Nibble

AI Tools: The Hidden Workload No One Warned You About

Written by Nibble | Feb 27, 2025 7:41:29 PM

There's a common belief that AI + humans > humans alone. But that's not always true...

This week, I’ve been speaking with procurement leaders who are inundated with Procure-tech pitches. We all know the promise: AI will streamline processes, cut costs, and make teams more efficient. But the reality? Many AI tools take months (or even years) to implement, require a dedicated person to manage them and add complexity rather than reducing it, especially if suppliers or customers can’t (or won’t) use them.

I hear the same in sales:"we signed up to Salesforce and they said it would fix our leaky sales funnel but it's proved more complex than that".

More dashboards, more integrations, more time spent troubleshooting. So before you greenlight another AI solution, ask yourself—are you saving work or just shifting it?

More Tools, More Work?

Historically, new technology hasn’t always meant less work—it often just meant different work. I was a junior investment banker in the early 2000s - most companies didn’t have corporate websites yet - imagine that?! Gradually not just websites but online annual reports and databases of financial reports became the norm, we suddenly found ourselves doing a TON more analysis, working deep into the night… because we could.

Before that, deals had still got done. Senior bankers delivered advice. Back of an envelope analysis was a thing and (I am told) there was just one Excel-running computer on a trolley. It was wheeled around the office between teams (except in summer, when it I’m reliably informed was reserved exclusively for live cricket scores  🏏).

More data and more tools often create more tasks, but not always more productivity.

AI Doesn’t Always Improve Performance Either

A study of radiologists found that AI assistance inconsistently affected performance—some radiologists’ results improved, while others actually got worse. AI doesn’t automatically enhance human output; its impact depends on how it’s used.

(Read more from the Harvard research here.)

This raises an important question for executives pursuing digital transformation in procurement and in B2B sales: Does adding AI help solve this problem or does it create more complexity?

The Cost of AI vs. Human Workers

AI isn’t free—at least, not yet. LLMs are currently expensive to run ($ and environmental impact).

As an aside, here at Nibble we put in place systems to make sure we don’t send the same request to a LLM multiple times over different chats to focus on efficiency.

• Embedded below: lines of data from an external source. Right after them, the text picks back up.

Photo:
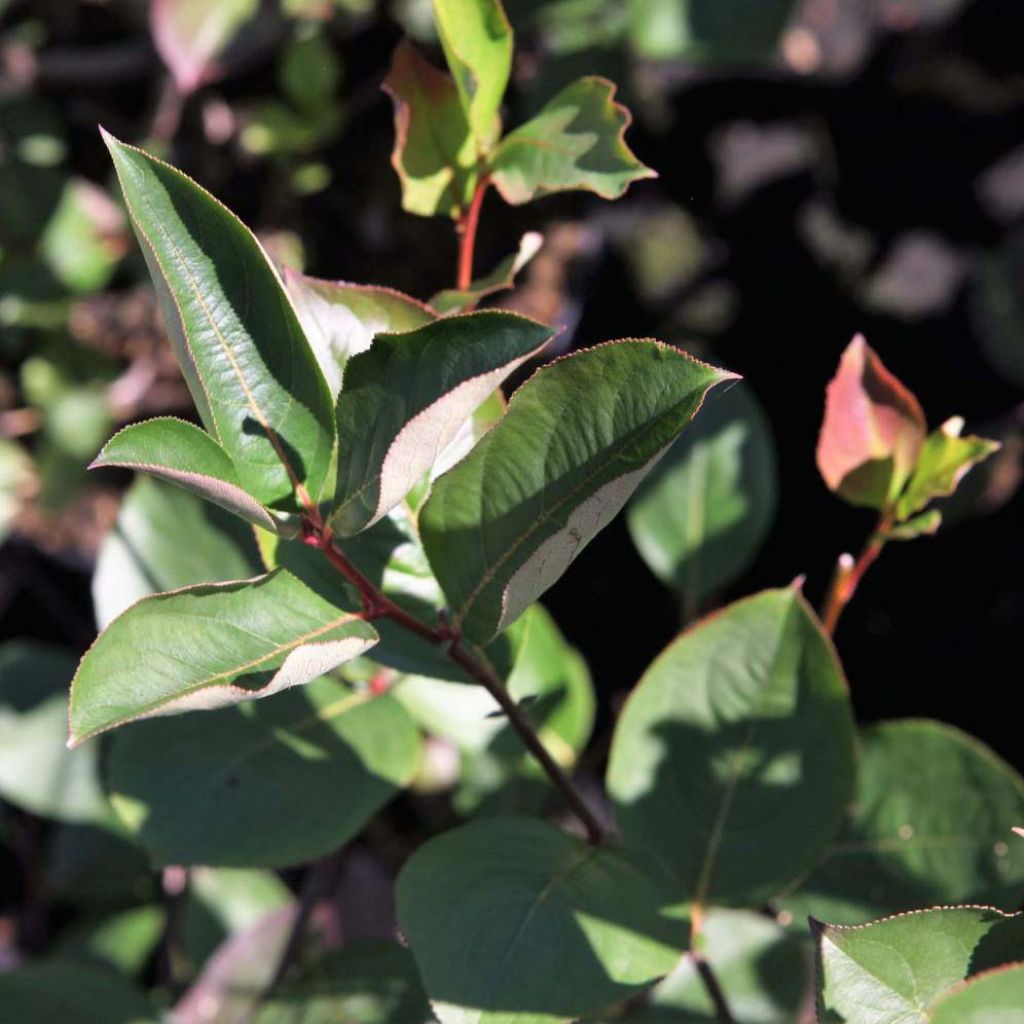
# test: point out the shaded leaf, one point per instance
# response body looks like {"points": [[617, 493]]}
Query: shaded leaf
{"points": [[477, 42], [576, 141], [434, 153], [237, 336], [181, 454], [503, 276], [340, 320], [733, 758], [503, 525], [245, 640], [512, 921], [894, 970], [872, 432], [929, 824], [268, 783], [702, 514], [406, 398]]}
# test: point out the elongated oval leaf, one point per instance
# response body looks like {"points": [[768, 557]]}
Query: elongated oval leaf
{"points": [[267, 783], [513, 922], [702, 514], [576, 141], [407, 397], [208, 646], [930, 824], [248, 365], [340, 320], [181, 454], [733, 758], [504, 524], [895, 971]]}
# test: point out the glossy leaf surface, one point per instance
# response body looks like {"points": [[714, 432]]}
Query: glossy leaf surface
{"points": [[237, 336], [208, 646], [512, 921], [406, 398], [503, 525], [268, 783], [577, 140], [733, 758]]}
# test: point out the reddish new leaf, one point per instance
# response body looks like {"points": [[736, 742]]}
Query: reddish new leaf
{"points": [[872, 432]]}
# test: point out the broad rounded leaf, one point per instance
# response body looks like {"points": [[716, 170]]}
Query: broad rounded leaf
{"points": [[251, 371], [993, 997], [181, 454], [434, 153], [513, 922], [733, 759], [894, 971], [268, 783], [702, 514], [340, 320], [872, 432], [930, 823], [505, 523], [54, 991], [166, 539], [37, 772], [367, 983], [477, 42], [208, 646], [404, 400], [578, 140]]}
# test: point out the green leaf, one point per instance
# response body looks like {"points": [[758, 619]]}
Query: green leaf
{"points": [[477, 42], [894, 970], [37, 772], [761, 968], [733, 759], [181, 454], [265, 784], [244, 640], [166, 539], [930, 823], [872, 432], [704, 513], [993, 997], [503, 276], [367, 983], [503, 525], [578, 140], [340, 320], [406, 398], [53, 991], [944, 459], [434, 153], [513, 922], [237, 336]]}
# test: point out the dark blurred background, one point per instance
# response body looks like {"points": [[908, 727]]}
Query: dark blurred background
{"points": [[825, 167]]}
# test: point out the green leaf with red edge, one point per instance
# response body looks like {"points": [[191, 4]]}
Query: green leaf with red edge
{"points": [[406, 398], [341, 318], [182, 454], [243, 640], [434, 153], [503, 525], [503, 276], [944, 459], [251, 372], [872, 433], [576, 141], [477, 42]]}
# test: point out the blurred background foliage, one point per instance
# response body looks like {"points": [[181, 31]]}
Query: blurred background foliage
{"points": [[825, 167]]}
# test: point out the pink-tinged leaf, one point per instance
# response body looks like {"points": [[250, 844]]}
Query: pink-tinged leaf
{"points": [[872, 432], [189, 35]]}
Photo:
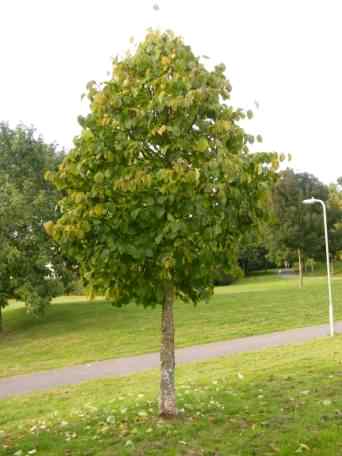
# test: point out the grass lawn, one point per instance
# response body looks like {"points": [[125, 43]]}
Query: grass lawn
{"points": [[77, 331], [283, 401]]}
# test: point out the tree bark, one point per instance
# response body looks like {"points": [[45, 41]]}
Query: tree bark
{"points": [[167, 357], [300, 267]]}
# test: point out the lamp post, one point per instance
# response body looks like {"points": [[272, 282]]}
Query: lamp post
{"points": [[331, 309]]}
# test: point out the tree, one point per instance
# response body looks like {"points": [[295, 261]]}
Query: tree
{"points": [[298, 229], [159, 186], [31, 268]]}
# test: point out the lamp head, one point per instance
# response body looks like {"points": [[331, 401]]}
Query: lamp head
{"points": [[311, 200]]}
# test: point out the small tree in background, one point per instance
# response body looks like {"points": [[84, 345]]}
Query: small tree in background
{"points": [[159, 186], [297, 230], [31, 268]]}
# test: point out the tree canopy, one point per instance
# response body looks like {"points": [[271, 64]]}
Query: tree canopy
{"points": [[160, 184], [31, 268]]}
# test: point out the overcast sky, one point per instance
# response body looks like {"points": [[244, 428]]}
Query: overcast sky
{"points": [[284, 54]]}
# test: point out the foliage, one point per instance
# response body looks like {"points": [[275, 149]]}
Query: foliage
{"points": [[30, 267], [159, 186], [297, 226]]}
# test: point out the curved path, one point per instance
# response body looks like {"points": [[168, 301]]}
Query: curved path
{"points": [[72, 375]]}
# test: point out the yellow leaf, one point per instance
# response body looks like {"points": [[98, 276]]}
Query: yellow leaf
{"points": [[165, 60]]}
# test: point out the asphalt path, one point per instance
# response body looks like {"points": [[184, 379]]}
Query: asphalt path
{"points": [[73, 375]]}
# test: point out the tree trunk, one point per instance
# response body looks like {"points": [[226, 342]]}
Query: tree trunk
{"points": [[167, 358], [300, 267]]}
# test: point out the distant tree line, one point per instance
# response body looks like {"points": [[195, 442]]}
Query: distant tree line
{"points": [[295, 235], [32, 268]]}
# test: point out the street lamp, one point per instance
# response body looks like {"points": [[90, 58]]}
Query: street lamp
{"points": [[331, 310]]}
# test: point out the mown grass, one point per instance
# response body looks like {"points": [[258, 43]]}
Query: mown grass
{"points": [[284, 401], [78, 331]]}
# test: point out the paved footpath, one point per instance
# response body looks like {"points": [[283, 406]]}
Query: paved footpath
{"points": [[73, 375]]}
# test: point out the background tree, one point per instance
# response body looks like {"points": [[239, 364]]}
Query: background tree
{"points": [[31, 268], [298, 229], [159, 186], [253, 252], [335, 220]]}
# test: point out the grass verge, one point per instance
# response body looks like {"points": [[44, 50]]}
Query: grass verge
{"points": [[283, 401], [78, 331]]}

I have not seen other AI developers consider this and would love to know how much it happens.

OpenAI’s deep research costs around $200/month—potentially less than hiring an analyst, but still a meaningful cost (although I am sure it will get cheaper, not least driven by competition from other providers, including China’s low cost competitor Deep Seek). Sometimes we have found those roles are already outsourced to a country where skilled workers are cheaper than AI agents (for now) so AI doesn’t make sense.

For enterprises, this means the focus will may well be on augmenting (or outright replacing) expensive roles first which is the opposite to what we have seen in prior waves of outsourcing and business transformation.

Where it REALLY WORKS...

At Nibble, we’ve seen firsthand that AI negotiation only makes sense when the process is repeatable and needed at scale, for example to execute hundreds or even thousands of similar negotiations. If you spend 15 minutes setting up an AI negotiation and only use it once, the efficiency gains disappear.